S. HU (1), W. Fan (1), J. Dong (1), H. Yin (1), J. Yu (1), S. Huang (1), S. Huang (1), J. Liu (1);
(1) State Key Laboratory of Biological Fermentation Engineering of Beer, Tsingtao Brewery Co. Ltd., Qingdao, China
Prediction of brewing performance is important and most breweries still resort to a small-scale fermentability test, which entails the fermentation of wort under controlled conditions in an excess amount of yeast. The objective of study was to develop a new simple and quick approach based on osmolyte concentration (OC) to predict wort fermentability. Eight malts from seven barley cultivars were assayed for DP (diastatic power), starch-degrading enzymes (α-amylase, β-amylase, and limit dextrinase). Then malts were mashed to determine wort OC (WOC), RDF (real degree of fermentation), and sugar in a small-scale mashing protocol with a mash temperature of 65°C. First, WOC correlated better with α-amylase and limit dextrinase (r = 0.881 and 0.831, respectively; P < 0.01) than did DP, which only had a correlation with β-amylase (r = 0.855, P < 0.01). Moreover, wort RDF correlated significantly with WOC (r = 0.929, respectively; P < 0.01), suggesting that WOC can be used to evaluate malt fermentability without use of yeast and fermentation step. Meanwhile, WOC correlated dramatically with maltose, glucose, total sugars and fermentable sugars (r = 0.923, 0.928, 0.807, and 0.982, respectively; P < 0.01). These suggested that WOC can be used to quickly predict the wort sugar contents. Furthermore, the effect of mashing temperature and duration on the WOC, RDF, and sugar was discussed. Adjusted mash temperature near 65°C or extended mash duration dramatically increased RDF and WOC simultaneously, whereas ME (malt extract) was relatively stable. Similarly, WOC had significant correlations with RDF and fermentable sugars (r = 0.912 and 0.942, respectively; P < 0.01), suggesting that WOC could provide a simple and fast tool to assist brewers in optimizing mash parameters toward the production of ideal wort fermentability and sugar content. In conclusion, the ability of WOC to predict malt fermentability and sugar content allows brewers to keep better control of fermentability in the face of variation in malt quality and quickly adjust mashing conditions for the consistency of wort fermentability.

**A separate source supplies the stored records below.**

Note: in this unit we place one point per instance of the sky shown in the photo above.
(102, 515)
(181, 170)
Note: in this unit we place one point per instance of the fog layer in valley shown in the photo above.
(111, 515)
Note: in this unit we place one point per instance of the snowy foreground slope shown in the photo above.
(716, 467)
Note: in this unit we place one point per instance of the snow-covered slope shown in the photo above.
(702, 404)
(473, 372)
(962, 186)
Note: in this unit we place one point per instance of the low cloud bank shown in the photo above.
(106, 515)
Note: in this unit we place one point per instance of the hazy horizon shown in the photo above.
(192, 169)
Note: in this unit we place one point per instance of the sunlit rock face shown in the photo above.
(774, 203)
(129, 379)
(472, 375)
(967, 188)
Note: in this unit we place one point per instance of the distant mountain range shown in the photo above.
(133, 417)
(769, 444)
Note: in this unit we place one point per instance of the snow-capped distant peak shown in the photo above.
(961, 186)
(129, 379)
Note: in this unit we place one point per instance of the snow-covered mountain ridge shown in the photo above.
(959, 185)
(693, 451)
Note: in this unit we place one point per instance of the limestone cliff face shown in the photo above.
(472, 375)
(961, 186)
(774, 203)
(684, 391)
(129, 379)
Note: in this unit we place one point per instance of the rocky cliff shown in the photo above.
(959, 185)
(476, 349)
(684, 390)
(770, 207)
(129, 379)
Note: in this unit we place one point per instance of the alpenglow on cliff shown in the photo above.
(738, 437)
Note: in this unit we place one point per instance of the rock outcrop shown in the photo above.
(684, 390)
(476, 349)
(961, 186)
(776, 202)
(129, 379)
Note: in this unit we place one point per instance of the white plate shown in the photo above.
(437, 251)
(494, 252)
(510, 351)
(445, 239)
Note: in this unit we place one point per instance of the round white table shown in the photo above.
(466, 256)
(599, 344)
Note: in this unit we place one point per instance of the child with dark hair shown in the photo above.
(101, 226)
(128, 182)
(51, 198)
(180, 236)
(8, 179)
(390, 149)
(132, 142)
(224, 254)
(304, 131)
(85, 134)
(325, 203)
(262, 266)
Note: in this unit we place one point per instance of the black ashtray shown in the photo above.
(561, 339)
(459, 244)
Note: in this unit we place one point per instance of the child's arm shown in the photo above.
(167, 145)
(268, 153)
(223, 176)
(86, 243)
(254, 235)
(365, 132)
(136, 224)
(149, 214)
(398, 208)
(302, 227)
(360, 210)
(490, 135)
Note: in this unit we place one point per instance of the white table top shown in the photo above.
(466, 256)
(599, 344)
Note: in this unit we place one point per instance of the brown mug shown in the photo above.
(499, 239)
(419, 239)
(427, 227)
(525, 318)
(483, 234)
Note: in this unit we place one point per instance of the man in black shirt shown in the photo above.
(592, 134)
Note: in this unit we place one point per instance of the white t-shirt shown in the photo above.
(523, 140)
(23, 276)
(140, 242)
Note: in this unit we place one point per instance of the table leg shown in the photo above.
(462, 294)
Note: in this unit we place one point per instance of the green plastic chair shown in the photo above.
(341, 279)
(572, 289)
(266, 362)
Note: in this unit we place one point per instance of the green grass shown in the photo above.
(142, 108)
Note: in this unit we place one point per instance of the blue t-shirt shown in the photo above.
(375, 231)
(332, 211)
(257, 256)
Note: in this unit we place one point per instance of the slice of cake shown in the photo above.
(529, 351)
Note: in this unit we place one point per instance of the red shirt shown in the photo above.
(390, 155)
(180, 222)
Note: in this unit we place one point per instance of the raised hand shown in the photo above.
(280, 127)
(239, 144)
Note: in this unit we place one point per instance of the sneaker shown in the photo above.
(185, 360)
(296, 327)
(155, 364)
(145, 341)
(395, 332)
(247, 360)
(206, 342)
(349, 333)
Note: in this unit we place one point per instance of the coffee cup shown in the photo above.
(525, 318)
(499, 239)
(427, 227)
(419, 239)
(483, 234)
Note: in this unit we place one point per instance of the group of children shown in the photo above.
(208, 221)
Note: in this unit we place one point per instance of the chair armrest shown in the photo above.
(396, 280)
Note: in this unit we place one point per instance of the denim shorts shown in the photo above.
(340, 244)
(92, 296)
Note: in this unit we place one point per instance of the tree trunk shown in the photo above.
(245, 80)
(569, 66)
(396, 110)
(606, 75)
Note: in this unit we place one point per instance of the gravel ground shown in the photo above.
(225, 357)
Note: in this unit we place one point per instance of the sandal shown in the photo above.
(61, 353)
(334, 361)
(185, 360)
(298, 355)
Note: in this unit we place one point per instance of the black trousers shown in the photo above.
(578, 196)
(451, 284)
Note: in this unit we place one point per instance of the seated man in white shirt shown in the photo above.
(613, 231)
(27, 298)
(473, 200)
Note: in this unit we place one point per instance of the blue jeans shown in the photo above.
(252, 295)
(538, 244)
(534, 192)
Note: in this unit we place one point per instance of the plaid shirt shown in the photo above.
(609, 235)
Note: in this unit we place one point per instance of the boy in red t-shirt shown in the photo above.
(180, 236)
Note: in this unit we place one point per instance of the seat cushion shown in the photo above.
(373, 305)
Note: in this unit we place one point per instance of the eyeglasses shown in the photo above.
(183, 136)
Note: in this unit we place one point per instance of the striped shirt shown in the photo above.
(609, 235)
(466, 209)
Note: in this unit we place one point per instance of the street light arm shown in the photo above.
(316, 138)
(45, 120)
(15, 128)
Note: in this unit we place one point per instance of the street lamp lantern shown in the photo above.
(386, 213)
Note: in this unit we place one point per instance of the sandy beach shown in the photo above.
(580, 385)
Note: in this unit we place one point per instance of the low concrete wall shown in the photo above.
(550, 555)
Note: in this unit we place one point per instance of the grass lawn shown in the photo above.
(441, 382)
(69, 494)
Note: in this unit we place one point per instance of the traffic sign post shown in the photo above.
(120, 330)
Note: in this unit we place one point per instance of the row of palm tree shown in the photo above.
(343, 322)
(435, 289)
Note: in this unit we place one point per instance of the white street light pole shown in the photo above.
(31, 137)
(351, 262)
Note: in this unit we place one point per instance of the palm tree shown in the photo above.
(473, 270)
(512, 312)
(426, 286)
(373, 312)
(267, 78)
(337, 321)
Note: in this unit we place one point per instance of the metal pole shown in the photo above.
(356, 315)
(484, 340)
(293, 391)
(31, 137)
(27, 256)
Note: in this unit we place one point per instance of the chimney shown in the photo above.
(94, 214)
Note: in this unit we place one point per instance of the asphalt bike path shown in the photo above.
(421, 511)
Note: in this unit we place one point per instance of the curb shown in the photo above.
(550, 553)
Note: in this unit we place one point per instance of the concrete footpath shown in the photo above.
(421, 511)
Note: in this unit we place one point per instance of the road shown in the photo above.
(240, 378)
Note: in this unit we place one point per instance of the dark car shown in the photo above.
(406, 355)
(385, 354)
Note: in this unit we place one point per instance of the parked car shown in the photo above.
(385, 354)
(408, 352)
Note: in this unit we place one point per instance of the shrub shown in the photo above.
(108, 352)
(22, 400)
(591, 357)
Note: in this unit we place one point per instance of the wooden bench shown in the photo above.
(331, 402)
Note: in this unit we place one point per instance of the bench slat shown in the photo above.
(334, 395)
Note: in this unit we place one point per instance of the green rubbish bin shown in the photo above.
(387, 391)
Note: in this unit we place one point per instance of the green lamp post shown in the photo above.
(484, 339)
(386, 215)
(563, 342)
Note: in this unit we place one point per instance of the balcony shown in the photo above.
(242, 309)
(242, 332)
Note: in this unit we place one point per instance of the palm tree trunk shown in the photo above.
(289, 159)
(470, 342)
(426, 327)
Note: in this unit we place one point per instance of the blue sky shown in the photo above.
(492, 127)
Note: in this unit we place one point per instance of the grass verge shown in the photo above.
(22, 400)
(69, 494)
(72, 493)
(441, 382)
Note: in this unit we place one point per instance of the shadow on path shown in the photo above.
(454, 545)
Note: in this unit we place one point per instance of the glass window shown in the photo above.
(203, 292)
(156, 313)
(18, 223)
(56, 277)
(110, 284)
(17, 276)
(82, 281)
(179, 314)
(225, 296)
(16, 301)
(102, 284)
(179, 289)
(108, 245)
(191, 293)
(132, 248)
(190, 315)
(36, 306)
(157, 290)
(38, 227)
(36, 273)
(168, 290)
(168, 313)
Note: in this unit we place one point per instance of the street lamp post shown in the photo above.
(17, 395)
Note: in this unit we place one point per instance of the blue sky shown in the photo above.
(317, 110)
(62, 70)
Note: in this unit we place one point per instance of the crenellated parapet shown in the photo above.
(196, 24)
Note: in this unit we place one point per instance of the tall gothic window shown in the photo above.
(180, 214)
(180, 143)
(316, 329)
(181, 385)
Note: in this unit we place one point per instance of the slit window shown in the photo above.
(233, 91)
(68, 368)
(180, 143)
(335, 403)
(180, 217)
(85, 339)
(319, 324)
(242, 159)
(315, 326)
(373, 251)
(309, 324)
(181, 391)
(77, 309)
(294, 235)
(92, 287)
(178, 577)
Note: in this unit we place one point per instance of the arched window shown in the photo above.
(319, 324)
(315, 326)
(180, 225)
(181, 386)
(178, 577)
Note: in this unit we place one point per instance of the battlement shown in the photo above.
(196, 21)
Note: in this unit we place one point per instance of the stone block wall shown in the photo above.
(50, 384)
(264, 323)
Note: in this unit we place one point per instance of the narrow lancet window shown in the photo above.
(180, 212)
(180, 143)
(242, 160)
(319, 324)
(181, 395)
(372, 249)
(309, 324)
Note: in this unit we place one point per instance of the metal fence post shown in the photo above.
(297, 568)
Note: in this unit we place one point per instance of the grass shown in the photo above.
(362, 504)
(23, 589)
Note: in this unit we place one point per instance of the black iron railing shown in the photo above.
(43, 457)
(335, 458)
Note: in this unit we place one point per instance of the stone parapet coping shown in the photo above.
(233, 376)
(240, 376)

Shumin Hu was born in 1984 and received a Ph.D. degree in fermentation engineering from Shandong University in Jinan, China. She joined the State Key Laboratory of Biological Fermentation Engineering of Beer, Co. Ltd. in August 2011 as a post-doctoral researcher. Having finished her postdoctoral career in 2014, she continues to work for Tsingtao Brewery Co. Ltd. and focuses on research on starch degradation, including amylase, malt quality evaluation, process control, and so on.